"mikel" <

[email protected]> wrote in message

news:

[email protected] oups.com...

> John,

>

> Actually, the LUT/ROM is replicated twice as much as I said before (18

> times 1st stage, 22 times 2nd stage). Synthesis tool was smart enough

> to reduce size of ROMs memory bits from 35840 bits to 25600 bits (there

> are few identical values inside every ROM, synthesis tool placed

> additional decoding logic for input address to reduce memory size). But

> this is still too much.

>

>> You have 20 different addresses for the 20 replications, correct?

>

> yes, I have different address for every ROM access, and I need to

> access all ROMs at the same clock cycle for performance.

>

>> Which FPGA family are you using?

>

> I want design to be generic, though I ordered Virtex 2Pro board from

> Digilent so this will be my target.

>

> Michal K
If you have 40 different 6-bit addresses for 40 different 64x14 ROMs, I

don't see how you can do better than 40instances*4LUTs*14bits = 2240 LUTs

(or 280 CLBs in your current architecture).

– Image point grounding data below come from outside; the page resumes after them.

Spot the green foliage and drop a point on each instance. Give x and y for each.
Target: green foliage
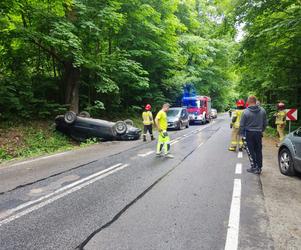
(107, 54)
(271, 50)
(20, 140)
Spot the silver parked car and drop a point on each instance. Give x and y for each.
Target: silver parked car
(289, 154)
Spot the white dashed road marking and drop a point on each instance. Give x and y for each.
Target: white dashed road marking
(146, 154)
(240, 155)
(233, 225)
(238, 168)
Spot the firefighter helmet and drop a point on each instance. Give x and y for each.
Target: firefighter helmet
(148, 107)
(280, 105)
(240, 103)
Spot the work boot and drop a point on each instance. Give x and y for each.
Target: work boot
(168, 155)
(257, 171)
(158, 154)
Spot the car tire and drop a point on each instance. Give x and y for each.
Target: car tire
(120, 128)
(70, 117)
(286, 163)
(84, 114)
(129, 122)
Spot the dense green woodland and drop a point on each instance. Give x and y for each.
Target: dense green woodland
(114, 56)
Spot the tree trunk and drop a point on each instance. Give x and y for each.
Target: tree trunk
(72, 77)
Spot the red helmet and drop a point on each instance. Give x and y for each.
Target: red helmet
(148, 107)
(280, 105)
(240, 103)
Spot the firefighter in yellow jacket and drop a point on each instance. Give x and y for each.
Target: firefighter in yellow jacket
(280, 120)
(236, 139)
(148, 122)
(163, 137)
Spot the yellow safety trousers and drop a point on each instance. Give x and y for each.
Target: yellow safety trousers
(147, 117)
(163, 143)
(236, 138)
(280, 130)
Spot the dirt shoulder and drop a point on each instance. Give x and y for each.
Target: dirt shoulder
(282, 200)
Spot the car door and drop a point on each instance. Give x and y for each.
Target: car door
(297, 144)
(186, 116)
(183, 116)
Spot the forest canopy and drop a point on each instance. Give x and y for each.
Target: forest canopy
(114, 56)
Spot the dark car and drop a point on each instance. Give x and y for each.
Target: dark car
(289, 154)
(82, 127)
(177, 118)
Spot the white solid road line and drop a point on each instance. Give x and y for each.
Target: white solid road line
(146, 154)
(27, 204)
(233, 225)
(240, 155)
(46, 202)
(238, 169)
(174, 142)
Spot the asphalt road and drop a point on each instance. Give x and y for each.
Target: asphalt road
(121, 196)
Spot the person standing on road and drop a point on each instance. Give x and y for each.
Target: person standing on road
(236, 139)
(252, 126)
(148, 122)
(280, 121)
(163, 138)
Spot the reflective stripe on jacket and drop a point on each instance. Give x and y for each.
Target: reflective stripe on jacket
(280, 117)
(147, 117)
(237, 114)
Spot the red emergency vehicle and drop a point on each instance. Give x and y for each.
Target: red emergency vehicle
(198, 107)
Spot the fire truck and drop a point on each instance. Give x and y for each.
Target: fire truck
(198, 107)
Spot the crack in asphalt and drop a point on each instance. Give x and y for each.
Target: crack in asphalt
(71, 169)
(43, 179)
(68, 170)
(141, 195)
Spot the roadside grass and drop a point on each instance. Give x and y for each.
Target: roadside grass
(270, 132)
(20, 140)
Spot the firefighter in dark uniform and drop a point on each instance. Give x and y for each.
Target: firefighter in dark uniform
(236, 140)
(280, 121)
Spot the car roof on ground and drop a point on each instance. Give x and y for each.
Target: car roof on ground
(177, 108)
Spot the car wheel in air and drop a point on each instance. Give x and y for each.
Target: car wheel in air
(70, 117)
(129, 122)
(84, 114)
(120, 127)
(285, 162)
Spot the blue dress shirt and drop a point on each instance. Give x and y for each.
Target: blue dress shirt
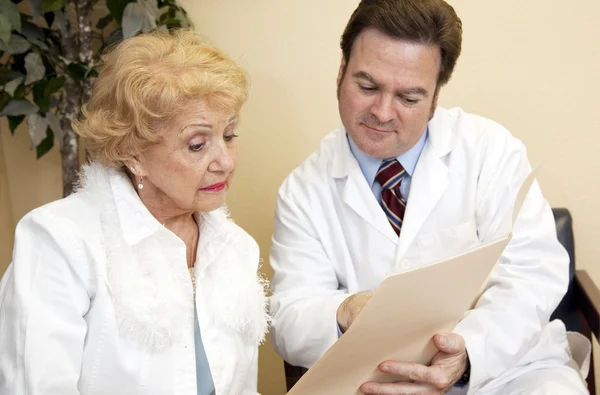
(370, 165)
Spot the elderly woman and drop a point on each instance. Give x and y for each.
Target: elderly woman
(139, 283)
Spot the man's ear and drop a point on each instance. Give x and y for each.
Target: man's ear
(341, 71)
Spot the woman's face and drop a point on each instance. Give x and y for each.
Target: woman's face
(192, 168)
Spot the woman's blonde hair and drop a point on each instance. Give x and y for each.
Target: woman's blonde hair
(146, 80)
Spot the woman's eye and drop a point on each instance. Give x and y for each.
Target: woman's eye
(196, 147)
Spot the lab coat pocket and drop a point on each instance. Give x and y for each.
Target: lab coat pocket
(439, 245)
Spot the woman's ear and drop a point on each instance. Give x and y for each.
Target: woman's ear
(136, 166)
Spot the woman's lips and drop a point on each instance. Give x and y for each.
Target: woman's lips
(215, 188)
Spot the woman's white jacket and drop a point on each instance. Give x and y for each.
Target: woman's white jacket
(98, 299)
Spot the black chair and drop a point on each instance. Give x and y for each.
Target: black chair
(579, 309)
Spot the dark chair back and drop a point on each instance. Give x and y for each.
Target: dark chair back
(566, 310)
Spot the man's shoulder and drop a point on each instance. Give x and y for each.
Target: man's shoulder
(472, 131)
(314, 171)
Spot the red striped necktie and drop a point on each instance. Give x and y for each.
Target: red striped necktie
(389, 176)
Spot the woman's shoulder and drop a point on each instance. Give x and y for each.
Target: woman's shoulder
(73, 217)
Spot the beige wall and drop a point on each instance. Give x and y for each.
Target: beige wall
(530, 65)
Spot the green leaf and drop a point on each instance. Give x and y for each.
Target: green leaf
(61, 21)
(77, 71)
(18, 107)
(5, 29)
(14, 122)
(52, 5)
(10, 10)
(35, 68)
(20, 92)
(36, 8)
(32, 32)
(11, 86)
(40, 97)
(4, 99)
(54, 85)
(117, 7)
(18, 44)
(7, 75)
(105, 21)
(49, 17)
(46, 144)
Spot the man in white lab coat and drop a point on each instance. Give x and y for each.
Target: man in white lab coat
(404, 183)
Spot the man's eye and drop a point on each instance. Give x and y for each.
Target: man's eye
(367, 88)
(196, 147)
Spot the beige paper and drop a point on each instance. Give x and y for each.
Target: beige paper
(388, 330)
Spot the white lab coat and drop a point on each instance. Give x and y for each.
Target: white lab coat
(98, 300)
(333, 239)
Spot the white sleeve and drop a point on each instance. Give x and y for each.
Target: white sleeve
(306, 290)
(42, 304)
(531, 276)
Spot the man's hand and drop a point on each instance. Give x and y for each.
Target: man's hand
(350, 308)
(447, 367)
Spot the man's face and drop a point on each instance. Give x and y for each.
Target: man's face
(387, 93)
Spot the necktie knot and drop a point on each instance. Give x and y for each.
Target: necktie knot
(389, 174)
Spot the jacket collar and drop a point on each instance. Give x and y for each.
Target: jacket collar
(136, 221)
(429, 181)
(439, 142)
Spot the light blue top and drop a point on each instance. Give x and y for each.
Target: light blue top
(370, 165)
(204, 381)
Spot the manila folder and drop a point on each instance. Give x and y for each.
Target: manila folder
(406, 310)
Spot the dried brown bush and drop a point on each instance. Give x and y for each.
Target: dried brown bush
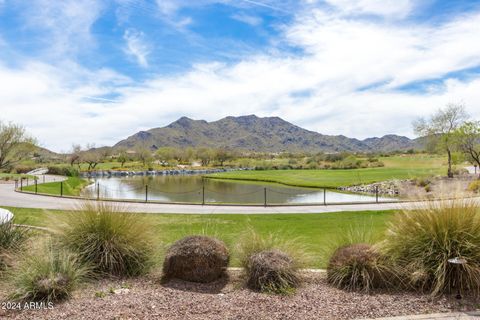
(272, 271)
(196, 259)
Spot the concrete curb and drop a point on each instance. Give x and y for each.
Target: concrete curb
(5, 216)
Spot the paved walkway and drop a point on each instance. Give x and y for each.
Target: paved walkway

Implementing each ROM with

fewer than 4 LUTs per bit would be possible for some 6-in-1 out functions.

Each ALM in the Stratix-II series (roughly equivalent but twice the LUT size

as a Xilinx slice) can provide a 64x1 ROM.

You could use a BlockRAM to provide 2 ports of 14 bits each (up to 36 bits

available) to displace 56 LUTs each. The 4.5 kbit Altera M4K blocks would

be more "efficent" since only 64 entries are needed in your application and

there are typically many more M4K blocks than BlockRAMs in equivalent A vs X

devices.

It's quite possible you could time-multiplex your 14-bit lookups at 2x, 3x,

even 4x your main design speed since the ROM lookup time as implemented in

distributed CLB SelectRAM is one LUT plus MUXF5 plus MUXF6, roughly less

than 2 levels of logic in a pipelined implementation.

The bottom line is that you have to pull out 40 unique 14-bit values. If

there is no convenient way to reduce the uniqueness, the replication has to

be there.

What does help is that each LUT or LE can give you 16 bits of ROM. Each ALM

can give you 64 bits of ROM.